D’altronde viviamo l’epoca in cui le macchine stanno diventando più di se stesse, quindi l’accostamento si presta benissimo a descrivere un calciatore che sembra uscito dai classici della letteratura fantastica. Haaland sembra la folle composizione di un Viktor Frankenstein del pallone: il fiuto di Pippo Inzaghi, la stazza di Bobo Vieri, l’equilibrio di David Trezeguet, la potenza del primissimo Radamel Falcao, la velocità di Ryan Giggs all’inizio del Manchester United di Sir Alex Ferguson. Tutto tenuto assieme, parti saldate le une alle altre da un’elettricità galvanica che sembra attraversare tutto il suo corpo in tutti i momenti. D’altronde viviamo l’epoca dell’ascesa delle macchine, delle intelligenze artificiali che forse, chissà, magari, salveranno il mondo oppure lo distruggeranno. Così come Haaland – e il Manchester City – potrebbero salvare il calcio oppure distruggerlo. A proposito: qualcuno ha chiesto a ChatGPT, l’AI più in voga in questo momento, quanti gol segnerà Haaland l’anno prossimo. La macchina – forse capace di riconoscerne un’altra? – ha risposto che meno di 30 gol costituirebbero un’anomalia statistica.
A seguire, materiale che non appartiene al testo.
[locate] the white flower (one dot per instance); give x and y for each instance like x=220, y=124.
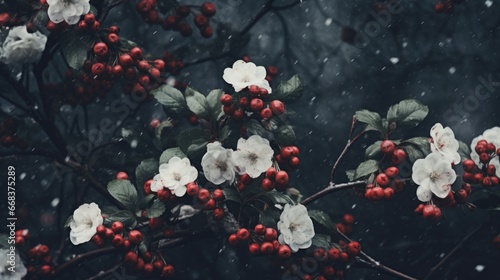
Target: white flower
x=295, y=227
x=444, y=142
x=218, y=165
x=21, y=46
x=253, y=156
x=11, y=268
x=491, y=135
x=175, y=175
x=434, y=175
x=245, y=74
x=67, y=10
x=85, y=221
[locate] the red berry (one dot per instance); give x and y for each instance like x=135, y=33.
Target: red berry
x=117, y=227
x=256, y=104
x=203, y=195
x=284, y=251
x=100, y=49
x=136, y=53
x=282, y=177
x=348, y=219
x=267, y=248
x=208, y=9
x=233, y=239
x=135, y=236
x=243, y=234
x=277, y=107
x=387, y=147
x=98, y=69
x=226, y=99
x=192, y=189
x=267, y=184
x=266, y=113
x=469, y=165
x=382, y=180
x=270, y=234
x=254, y=249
In effetti sì, 30 gol sarebbero un’anomalia statistica se partiamo dai 52 di quest’anno

A 23 anni compiuti oggi, Haaland è già il centravanti più forte della sua generazione. Ma forse sarebbe più corretto dire che è il primo centravanti della sua generazione, colui che ha restituito centralità a un ruolo per quindici anni condannato all’obsolescenza, l’attaccante che riavvolge il nastro del tempo e riporta il calcio all’epoca in cui i gol li segnava, anche e soprattutto, un energumeno con il numero 9 sulle spalle. E la sorte, beffarda, ha voluto che la guida in questo “ritorno al passato” fosse Pep Guardiola. Quest’anno il Manchester City ha vinto la prima Champions League della sua storia, dopo anni di tentativi e investimenti sufficienti a sostenere l’economia di un piccolo Paese. Quest’anno, Guardiola ha vinto la sua prima Champions League lontano da Barcellona e senza Leo Messi. Ma, a dimostrazione del nuovo capitolo della storia del calcio che sta iniziando davanti ai nostri occhi, la narrativa è ormai un’altra: non più senza Messi ma con Haaland.
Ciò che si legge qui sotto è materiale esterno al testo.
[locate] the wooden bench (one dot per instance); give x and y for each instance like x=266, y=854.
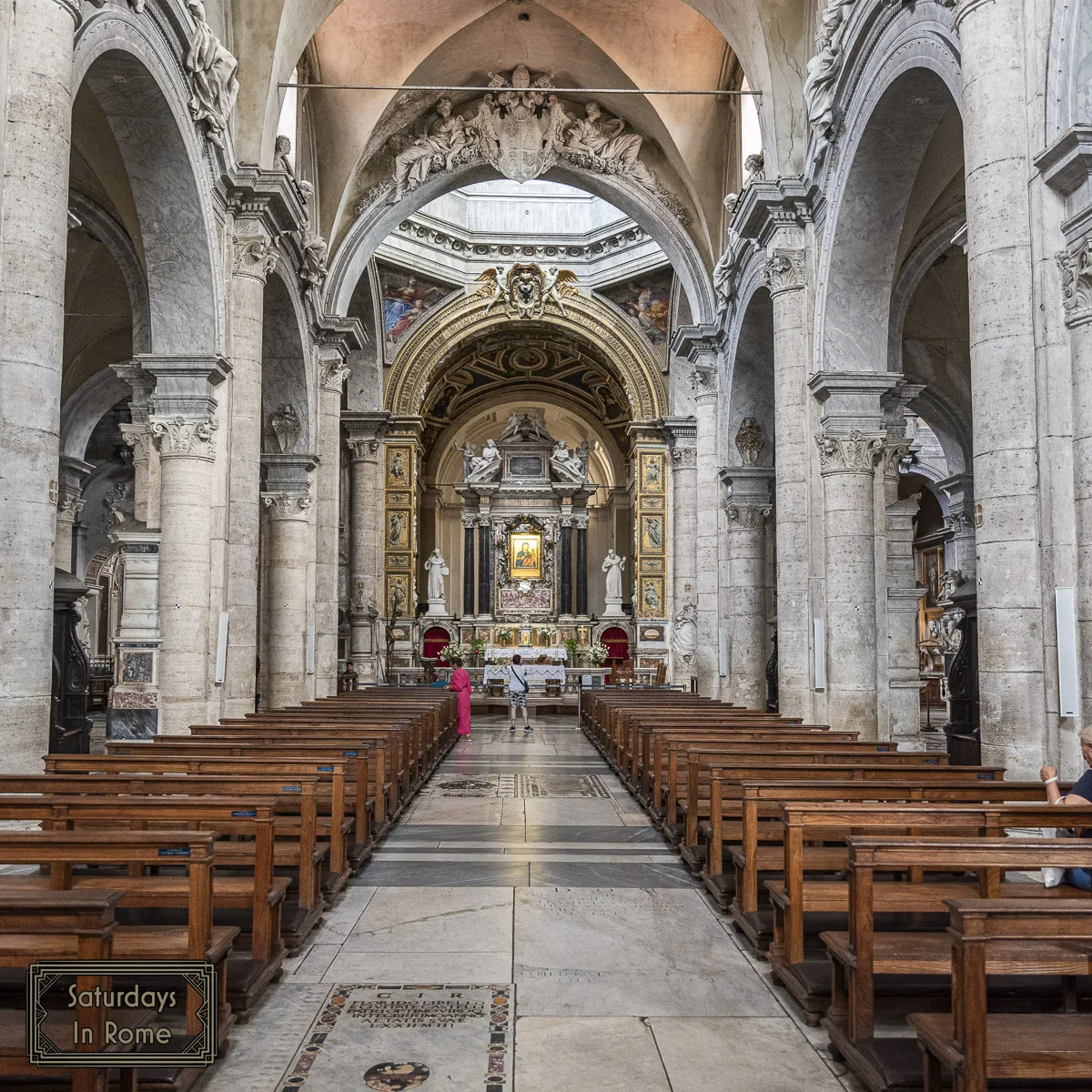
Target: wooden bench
x=883, y=1062
x=977, y=1046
Ecco, forse, più che nelle aspettative, la grandezza di Haaland si può misurare davvero con le conseguenze della sua esistenza: chi avrebbe mai immaginato che sarebbe arrivato un giocatore capace di convincere Guardiola del diritto all’esistenza del centravanti? In questo suo primo anno in Inghilterra, quasi tutti i giornalisti che lo hanno intervistato hanno chiesto a Haaland la sua opinione sull’impatto che la sua sola esistenza ha avuto nel mondo del calcio. Come ci si sente a essere il giocatore che ha fatto cambiare idea all’allenatore più radicale e, in un certo senso, integralista? Come ci si sente a essere il calciatore che ha ridato vita a una specie che si pensava estinta, la nobile casata dei centravanti? La risposta che Haaland dà ogni volta è la dimostrazione che non è una macchina (o che forse è una macchina estremamente raffinata), racconta il carattere che gli ha permesso di fare quello che ha fatto fin qui: «Non me ne frega niente. A me piace solo giocare a pallone».